What do you mean by terraform specific parser and hcl specific parser? The library uses only one parser: https://github.com/amplify-education/python-hcl2/blob/fc8805e8ee0a72e6c4db9feea711ead4391171fa/hcl2/parser.py#L10-L16 .tf files are written in HCL2 language.

RPitt commented 4 months ago

Just to note that we also recently ran into problems parsing terraform projects after upgrading from 4.3.0 to 4.3.4

The problem can be reproduced in 4.3.4 using a simple hcl format data file like so:

somedata = {
  number = 8 * 1024
  number2 = 4
}

which results in: Unexpected token Token('__ANON_3', 'number2') at line 3, column 3.

So presumably the issue is that recent changes broke the parsing of arithmetic expressions such as 8 * 1024

update: it's not just arithmetic expressions, see link added below

DevGumbo commented 4 months ago

What do you mean by terraform specific parser and hcl specific parser?
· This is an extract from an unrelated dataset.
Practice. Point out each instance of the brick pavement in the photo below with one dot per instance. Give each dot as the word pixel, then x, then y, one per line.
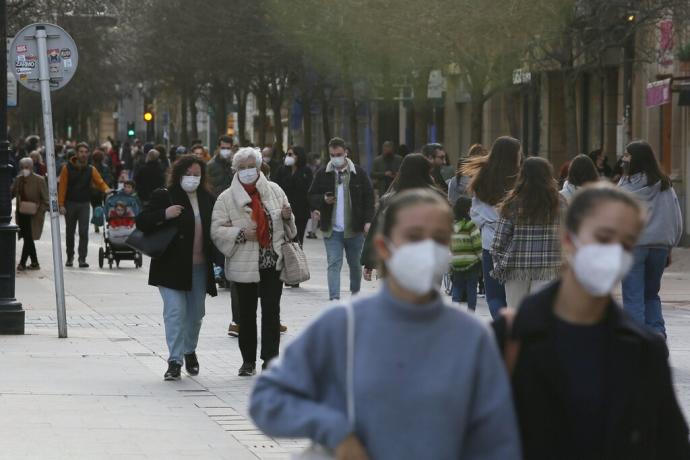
pixel 100 394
The library uses only one parser:

https://github.com/amplify-education/python-hcl2/blob/fc8805e8ee0a72e6c4db9feea711ead4391171fa/hcl2/parser.py#L10-L16

.tf files are written in HCL2 language.

I mean, that in reading HCL within terraform and its objects breaks on the specified version but will make the terragrunt hybrid HCL work.

so when on on the older versions of this language pack, i am able to work with the terragrunt hybrid HCL/GO componenets with no issue, but the TF HCL has problems with question marks and ternaries.

If if upgrade, the newer version will be able to handle the hybrid terraform HCL better, but now the Terragrunt Hybrid HCL\GO object blocks wont parse and throw the errors stated above.